Le aree faunistiche hanno un importante ruolo turistico, promozionale e di sensibilizzazione pubblica per la protezione delle specie. Inoltre ricoprono un ruolo fondamentale per
tracciare le linee guida della gestione delle popolazioni faunistiche selvatiche presenti nel Parco.
Le osservazioni e le operazioni di gestione, che coinvolgono sia l’ente gestore che il personale del Parco, sono importantissime per provare sul campo le tecniche di cattura di animali
feriti, o da munire di radiocollare per seguirne gli spostamenti in natura. Inoltre l’Area rappresenta una fonte importantissima di dati sulla etologia della specie (qui a Pretoro è
stata osservata la propensione ad adottare cuccioli non propri da parte di femmine adulte, comportamento mai osservato in natura).
Sul fronte dell’Educazione Ambientale, l’Area Faunistica del Lupo di Pretoro offre la possibilità unica di osservare degli animali in stato di semilibertà, che conservano comportamenti di grande elusività e riservatezza. Questa caratteristica dei tre esemplari di Pretoro rende le osservazioni difficili ma estremamente emozionanti. Con i visitatori, ed in particolare con gli alunni delle tante scuole che ci vengono a trovare, si pone molto spesso l’accento sui problemi di convivenza tra l’uomo e il lupo, che condividono in Italia gli stessi territori. Questa rappresenta la chiave di lettura fondamentale della gestione dei lupi poiché la prima causa di mortalità dei lupi in natura è proprio il bracconaggio. Bisogna dunque trovare un pacifico equilibro nella convivenza tra noi e il lupo.

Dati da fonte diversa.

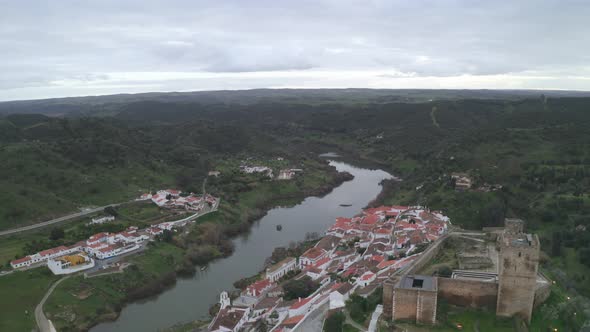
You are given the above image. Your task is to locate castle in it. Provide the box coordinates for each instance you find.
[383,219,550,324]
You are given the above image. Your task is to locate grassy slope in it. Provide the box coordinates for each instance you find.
[35,161,346,331]
[45,243,183,331]
[0,268,59,331]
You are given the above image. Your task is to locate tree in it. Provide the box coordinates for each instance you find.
[346,294,368,324]
[436,265,453,278]
[103,206,119,217]
[156,229,173,243]
[324,311,346,332]
[49,227,65,241]
[551,232,561,257]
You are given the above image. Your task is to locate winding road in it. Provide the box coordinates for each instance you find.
[0,202,127,236]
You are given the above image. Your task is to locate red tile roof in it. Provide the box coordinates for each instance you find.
[363,214,381,225]
[88,232,109,242]
[301,247,326,259]
[314,257,330,268]
[277,315,305,331]
[246,279,271,296]
[361,272,375,281]
[10,256,31,265]
[289,297,313,309]
[377,259,398,270]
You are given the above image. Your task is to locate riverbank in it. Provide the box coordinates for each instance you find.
[41,157,351,331]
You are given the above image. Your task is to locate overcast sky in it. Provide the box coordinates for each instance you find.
[0,0,590,100]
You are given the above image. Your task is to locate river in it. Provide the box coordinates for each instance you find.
[91,161,391,332]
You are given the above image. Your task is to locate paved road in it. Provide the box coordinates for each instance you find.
[0,202,127,236]
[369,304,383,332]
[35,276,69,332]
[344,311,367,332]
[294,301,330,332]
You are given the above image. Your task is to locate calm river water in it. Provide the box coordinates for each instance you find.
[91,161,391,332]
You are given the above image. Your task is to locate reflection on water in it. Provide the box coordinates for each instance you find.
[91,161,391,332]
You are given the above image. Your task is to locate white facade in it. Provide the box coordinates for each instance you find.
[47,257,95,275]
[91,216,115,224]
[266,258,297,282]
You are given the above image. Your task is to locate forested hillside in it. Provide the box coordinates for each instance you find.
[0,90,590,288]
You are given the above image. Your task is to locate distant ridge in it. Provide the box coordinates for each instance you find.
[0,89,590,116]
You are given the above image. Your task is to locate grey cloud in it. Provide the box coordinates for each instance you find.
[0,0,590,98]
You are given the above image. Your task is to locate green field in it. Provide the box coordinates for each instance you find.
[45,243,184,331]
[0,267,59,331]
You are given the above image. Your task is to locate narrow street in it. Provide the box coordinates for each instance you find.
[0,202,127,236]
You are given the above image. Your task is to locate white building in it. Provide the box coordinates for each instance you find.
[266,257,297,282]
[47,254,95,275]
[356,271,377,287]
[91,216,115,225]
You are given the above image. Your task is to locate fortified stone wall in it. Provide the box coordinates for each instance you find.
[383,278,398,319]
[496,235,539,322]
[405,234,449,274]
[438,277,498,310]
[533,283,551,308]
[416,291,438,325]
[393,288,418,321]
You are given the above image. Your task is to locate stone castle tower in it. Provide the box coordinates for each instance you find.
[496,219,540,323]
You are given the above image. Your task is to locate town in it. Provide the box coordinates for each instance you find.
[208,206,451,332]
[10,189,219,274]
[208,206,551,332]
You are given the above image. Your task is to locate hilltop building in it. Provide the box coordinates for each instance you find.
[496,219,540,322]
[383,219,550,324]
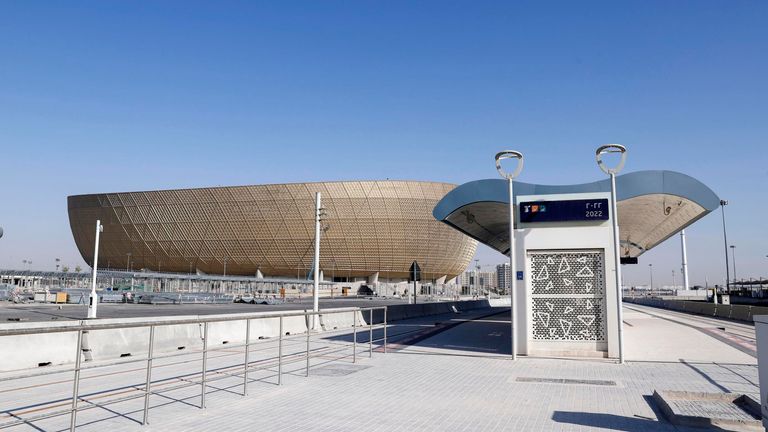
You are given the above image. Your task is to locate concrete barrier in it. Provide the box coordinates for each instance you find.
[0,312,314,371]
[0,300,490,371]
[320,308,369,331]
[624,297,768,322]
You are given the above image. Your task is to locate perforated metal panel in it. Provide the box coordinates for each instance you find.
[528,250,606,342]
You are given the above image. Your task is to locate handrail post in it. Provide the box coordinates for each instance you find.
[243,319,251,396]
[384,306,387,354]
[352,311,357,363]
[141,326,155,425]
[306,313,308,376]
[69,330,83,432]
[200,321,208,409]
[277,315,283,385]
[368,309,373,358]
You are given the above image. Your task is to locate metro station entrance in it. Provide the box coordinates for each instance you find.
[526,249,607,352]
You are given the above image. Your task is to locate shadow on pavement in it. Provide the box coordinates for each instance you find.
[552,411,725,432]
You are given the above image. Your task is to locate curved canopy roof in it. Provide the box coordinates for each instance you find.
[432,171,720,257]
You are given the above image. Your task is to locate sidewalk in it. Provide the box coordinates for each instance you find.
[1,309,758,432]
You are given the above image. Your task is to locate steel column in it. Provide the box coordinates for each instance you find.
[200,322,208,409]
[141,326,155,425]
[69,330,83,432]
[243,319,251,396]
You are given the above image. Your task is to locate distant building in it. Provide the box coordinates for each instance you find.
[460,270,498,291]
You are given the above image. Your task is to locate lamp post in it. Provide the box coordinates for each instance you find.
[731,245,736,282]
[648,264,653,294]
[680,230,689,290]
[88,220,104,318]
[312,192,325,329]
[715,200,731,292]
[595,144,628,363]
[495,150,523,360]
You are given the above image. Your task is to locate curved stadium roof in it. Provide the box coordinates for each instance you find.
[432,171,720,257]
[73,180,477,279]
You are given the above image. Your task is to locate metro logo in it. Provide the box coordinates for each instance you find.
[523,204,547,213]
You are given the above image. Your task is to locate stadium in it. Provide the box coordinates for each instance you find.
[68,180,477,283]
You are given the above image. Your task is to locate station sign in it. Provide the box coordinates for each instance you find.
[520,198,609,223]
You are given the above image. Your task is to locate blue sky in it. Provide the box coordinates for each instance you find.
[0,0,768,284]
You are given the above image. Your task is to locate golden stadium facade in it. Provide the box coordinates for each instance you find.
[68,180,477,280]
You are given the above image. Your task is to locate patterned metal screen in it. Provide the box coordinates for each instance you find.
[528,250,606,342]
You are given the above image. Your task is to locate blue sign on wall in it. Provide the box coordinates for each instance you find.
[520,198,608,223]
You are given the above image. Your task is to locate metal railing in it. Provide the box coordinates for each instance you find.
[0,306,387,431]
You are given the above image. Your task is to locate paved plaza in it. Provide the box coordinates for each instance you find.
[0,304,758,432]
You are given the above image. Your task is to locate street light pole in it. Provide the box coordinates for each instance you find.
[648,264,653,293]
[680,230,689,290]
[595,144,627,363]
[312,192,321,329]
[731,245,736,282]
[495,150,523,360]
[715,200,731,292]
[88,220,104,318]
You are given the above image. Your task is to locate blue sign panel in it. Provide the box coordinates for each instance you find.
[520,198,608,223]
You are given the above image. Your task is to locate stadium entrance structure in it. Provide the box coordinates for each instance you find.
[68,180,477,283]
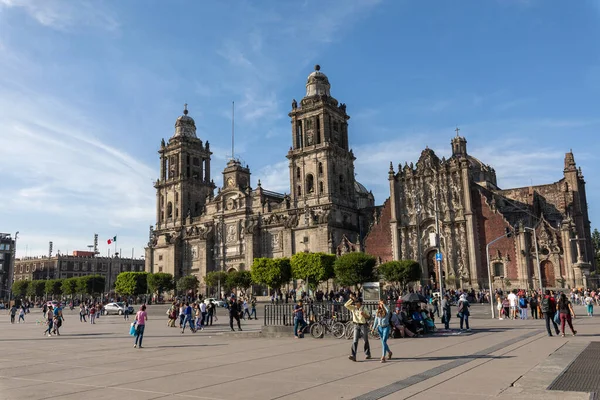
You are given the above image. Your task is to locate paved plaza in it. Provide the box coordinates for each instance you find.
[0,305,600,400]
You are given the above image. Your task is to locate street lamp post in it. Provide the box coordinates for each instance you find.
[523,226,544,292]
[485,228,512,319]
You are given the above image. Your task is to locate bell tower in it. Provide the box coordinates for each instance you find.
[154,104,215,230]
[287,65,356,208]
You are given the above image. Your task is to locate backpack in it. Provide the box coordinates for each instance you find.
[542,297,550,313]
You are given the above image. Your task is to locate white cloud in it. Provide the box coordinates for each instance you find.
[0,0,119,31]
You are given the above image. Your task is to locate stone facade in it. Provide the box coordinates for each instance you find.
[365,131,595,289]
[14,251,145,292]
[146,66,374,291]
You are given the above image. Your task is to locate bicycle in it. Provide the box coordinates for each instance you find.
[310,316,345,339]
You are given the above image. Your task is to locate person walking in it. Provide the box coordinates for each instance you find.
[541,290,559,336]
[371,300,392,363]
[133,304,148,349]
[294,300,306,339]
[556,293,577,337]
[344,294,371,361]
[442,294,452,330]
[229,297,242,331]
[249,297,258,320]
[458,293,471,332]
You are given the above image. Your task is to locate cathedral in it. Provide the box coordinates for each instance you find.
[365,128,597,290]
[146,65,374,292]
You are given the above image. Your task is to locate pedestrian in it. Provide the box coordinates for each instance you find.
[250,297,258,320]
[294,300,306,339]
[371,300,392,363]
[181,303,196,333]
[10,304,17,324]
[529,293,539,319]
[133,305,148,349]
[584,294,594,317]
[442,294,452,330]
[519,293,529,319]
[458,293,471,332]
[556,293,577,337]
[541,290,559,336]
[344,294,371,361]
[229,297,242,331]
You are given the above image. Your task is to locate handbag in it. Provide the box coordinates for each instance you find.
[129,322,135,336]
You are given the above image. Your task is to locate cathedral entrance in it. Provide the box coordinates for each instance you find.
[423,249,437,287]
[540,260,556,287]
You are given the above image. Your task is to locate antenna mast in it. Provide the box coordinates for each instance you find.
[231,101,235,160]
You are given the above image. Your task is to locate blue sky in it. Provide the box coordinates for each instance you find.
[0,0,600,256]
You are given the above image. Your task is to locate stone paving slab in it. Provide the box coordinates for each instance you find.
[0,306,600,400]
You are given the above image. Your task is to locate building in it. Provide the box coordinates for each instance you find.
[365,129,595,289]
[14,250,145,291]
[0,233,15,299]
[146,66,374,290]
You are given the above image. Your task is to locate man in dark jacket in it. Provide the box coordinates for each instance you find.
[229,297,242,331]
[540,290,559,336]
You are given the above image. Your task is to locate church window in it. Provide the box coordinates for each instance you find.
[306,174,315,193]
[494,262,504,276]
[296,121,302,149]
[316,117,321,144]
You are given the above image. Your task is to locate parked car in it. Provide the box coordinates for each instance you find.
[204,297,227,307]
[104,302,133,315]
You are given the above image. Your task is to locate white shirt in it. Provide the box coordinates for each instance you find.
[508,292,517,307]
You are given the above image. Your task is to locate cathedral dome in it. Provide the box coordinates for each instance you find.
[173,104,196,138]
[306,65,331,97]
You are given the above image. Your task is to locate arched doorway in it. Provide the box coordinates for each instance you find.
[540,260,556,287]
[426,249,437,283]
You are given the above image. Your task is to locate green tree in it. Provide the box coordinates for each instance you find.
[204,271,227,288]
[250,258,292,289]
[27,280,46,298]
[147,272,175,295]
[377,260,421,289]
[333,252,376,288]
[177,275,200,294]
[115,272,148,296]
[45,279,64,296]
[290,252,335,289]
[225,271,252,292]
[12,281,31,298]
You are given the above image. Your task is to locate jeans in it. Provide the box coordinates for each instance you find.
[229,314,242,331]
[352,324,371,358]
[294,318,306,337]
[135,325,146,347]
[377,325,391,358]
[181,315,196,333]
[460,313,469,330]
[560,313,576,335]
[544,311,558,336]
[443,311,450,329]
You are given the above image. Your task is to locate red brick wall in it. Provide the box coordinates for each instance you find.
[365,198,394,263]
[473,191,518,284]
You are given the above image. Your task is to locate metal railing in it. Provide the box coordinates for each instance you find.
[264,301,377,326]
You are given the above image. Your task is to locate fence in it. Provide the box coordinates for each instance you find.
[264,302,384,326]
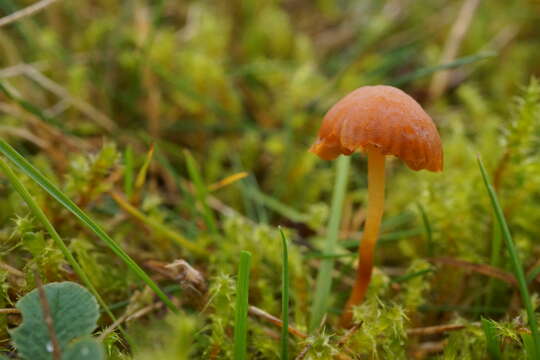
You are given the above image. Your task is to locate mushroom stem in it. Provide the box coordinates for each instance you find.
[341,146,385,327]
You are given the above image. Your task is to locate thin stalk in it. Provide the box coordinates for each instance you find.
[279,228,289,360]
[309,156,350,333]
[341,147,384,327]
[477,155,540,354]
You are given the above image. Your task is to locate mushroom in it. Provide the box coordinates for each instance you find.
[310,85,443,326]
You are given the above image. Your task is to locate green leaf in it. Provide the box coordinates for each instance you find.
[482,318,502,360]
[234,251,251,360]
[0,139,178,312]
[11,282,99,360]
[309,156,350,332]
[62,338,105,360]
[477,155,540,359]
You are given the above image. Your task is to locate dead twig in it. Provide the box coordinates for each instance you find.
[0,0,57,27]
[407,324,465,336]
[429,257,517,286]
[34,270,62,360]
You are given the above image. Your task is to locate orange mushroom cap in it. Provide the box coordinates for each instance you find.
[310,85,443,171]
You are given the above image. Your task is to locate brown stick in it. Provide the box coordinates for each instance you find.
[248,305,307,339]
[34,270,62,360]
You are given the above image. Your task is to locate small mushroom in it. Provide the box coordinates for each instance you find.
[310,85,443,327]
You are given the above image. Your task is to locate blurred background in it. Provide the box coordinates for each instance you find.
[0,0,540,358]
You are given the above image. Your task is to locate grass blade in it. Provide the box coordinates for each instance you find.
[477,156,540,359]
[124,145,134,199]
[0,158,137,345]
[111,192,207,255]
[234,251,251,360]
[184,150,218,234]
[389,51,497,86]
[279,228,289,360]
[0,139,178,312]
[249,188,308,223]
[482,318,502,360]
[521,334,538,360]
[418,203,434,257]
[309,156,351,333]
[134,143,154,197]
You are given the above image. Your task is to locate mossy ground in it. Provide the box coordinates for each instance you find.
[0,0,540,359]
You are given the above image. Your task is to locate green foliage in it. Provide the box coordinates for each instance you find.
[0,0,540,360]
[350,296,407,359]
[11,282,104,360]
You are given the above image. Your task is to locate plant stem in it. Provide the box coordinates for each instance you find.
[477,155,540,358]
[341,147,384,327]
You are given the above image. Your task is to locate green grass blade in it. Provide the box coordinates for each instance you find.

Ogni anno a Pretoro giungono migliaia di visitatori da tutta Europa, la maggior parte scolaresche, per saperne di più su questo affascinante predatore.
Attualmente l’Area ospita tre esemplari, due femmine (Michela e Luisa) ed un maschio (Furlo). Di questi tre soltanto Furlo proviene dallo stato selvatico in quanto fu trovato morente a
pochi giorni di vita.
Un’informazione importante: i nostri tre lupi non sono destinati all’introduzione in natura dato che (a parte Furlo) sono nati in cattività e dato che la popolazione selvatica gode di buona salute.